Importantly, the packages in the binary cache are not static. The build process takes place as a Continuous Integration (CI) pipeline – triggered by updates in Spack itself. This means that upon a new Spack release, the latest versions of packages will be available in the Binary Cache. This project goes one step further and tracks the Spack develop branch – meaning that the latest and greatest package versions are compiled by the build farms and added to the Build Cache automatically. The best news – this benefit is automatic: add the new Build Cache mirror and Spack will automatically check it for the packages to install.
Running a build farm on AWS is a perfect fit, the elastic nature of EC2 adapts to spiky nature of the workload (large build demand for new release and potentially quiet between release cycles). Amazon EC2 offers over 400 instance types of different architecture, microarchitecture, and size, and with a choice of operating systems. Being able to closely replicate the end-users’ environment makes EC2 the perfect environment for CI/CD, and a fantastic home for a Spack build farm.
AWS ParallelCluster loves Spack
Fast software installs have a particular benefit in ephemeral environments like the cloud. With AWS ParallelCluster, you can create task-appropriate clusters on demand. However, whilst your software stack probably isn’t. Having invested so much time configuring and compiling packages – you’re unlikely to want to start from scratch with a new cluster. Here Spack is part of an ideal solution – rebuilding a predictable software stack every time. That means you can have a post-install script in ParallelCluster’s configuration install your favorite packages in a small number of minutes after the head node is created.
Installing WRF with the Spack Binary Cache
To demonstrate the power of using an S3 backed Binary Cache, we will install WRF. WRF is an industry standard numerical weather prediction code. As shown in Figure 1, WRF has a complex dependency tree (61 packages), it also takes a long time to compile. For this example, we compare the WRF full stack install times when using the new Spack Binary Cache on three different architectures. This includes all the 61 dependency packages (including the MPI install), to go from nothing to a working install of WRF.

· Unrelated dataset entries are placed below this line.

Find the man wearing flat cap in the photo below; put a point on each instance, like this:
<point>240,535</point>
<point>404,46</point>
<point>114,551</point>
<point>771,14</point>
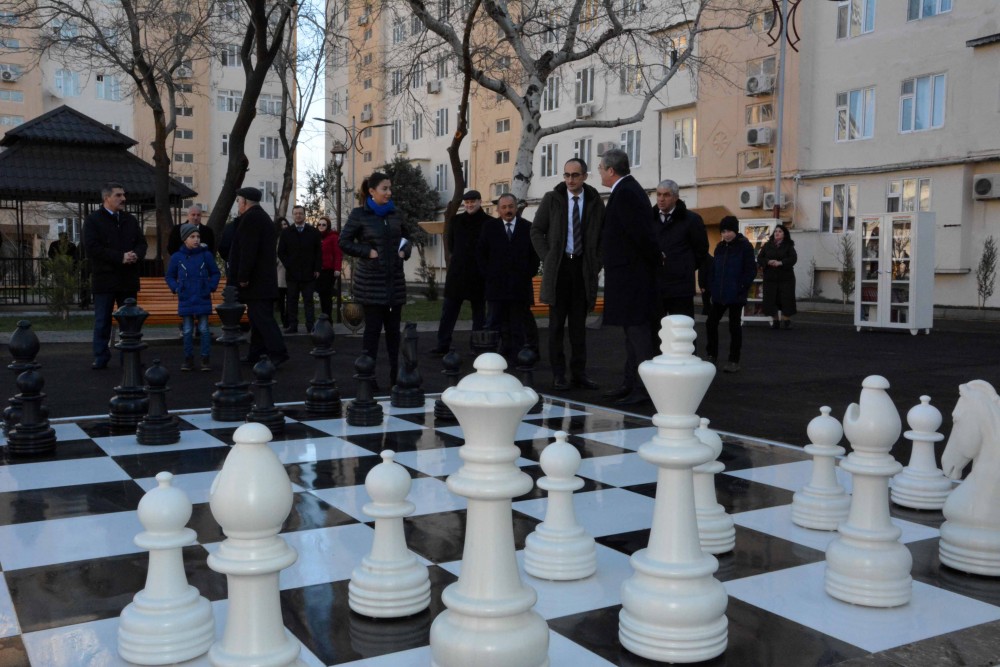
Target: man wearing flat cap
<point>252,267</point>
<point>464,281</point>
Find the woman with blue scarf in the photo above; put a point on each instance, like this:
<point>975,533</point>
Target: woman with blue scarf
<point>376,234</point>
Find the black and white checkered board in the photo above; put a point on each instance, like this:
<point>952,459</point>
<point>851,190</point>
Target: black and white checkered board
<point>70,564</point>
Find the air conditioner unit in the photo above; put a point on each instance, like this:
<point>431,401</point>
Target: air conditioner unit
<point>759,84</point>
<point>769,201</point>
<point>984,186</point>
<point>758,136</point>
<point>750,196</point>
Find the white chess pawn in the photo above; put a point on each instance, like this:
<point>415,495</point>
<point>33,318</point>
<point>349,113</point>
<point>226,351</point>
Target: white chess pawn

First let’s add the Spack Binary Cache as a mirror and trust the keys:
$ spack mirror add binary_mirror https://binaries.spack.io/develop
$ spack buildcache keys --install --trust
Now, installing WRF is as simple as the following command:
$ spack install wrf
Since we configured the Build Cache mirror, Spack will automatically check it to resolve the package install, so we do not need to specify any extra commands. By default the Spack v0.18 release will reuses existing packages where possible, allowing us some flexibility when matching exact versions.
From the timing results in Figure 2 we can see how easy it has been to build a full software stack to support WRF, across the three differ architectures — the Intel-based C5n, AMD-based Hpc6a, and Arm-based Graviton2 C6g instances. We see that due to its size WRF represents a significant portion of this install time, but across all three platforms we are able to build a full working stack in around 20 minutes. This represents a significant usability improvement for researchers.
If you really still want to build from source, you can disable the use of the cache by adding the
--no-cache parameter to the install command.
At AWS we are always looking for ways to remove undifferentiated heavy lifting, which makes supporting the Spack project, and the HPC community a natural fit. We’re glad to have been able to contribute much of the infrastructure for the Spack Binary Cache project, and some expertise along the way.
With the Binary Cache available through Amazon CloudFront, all Spack users (in the cloud or not) will benefit from faster software installation times enabling them to focus on their research. If there’s anything the world has learned from the experience of the last two years – researchers’ time is incredibly valuable, so we need to make them the most productive people on Earth.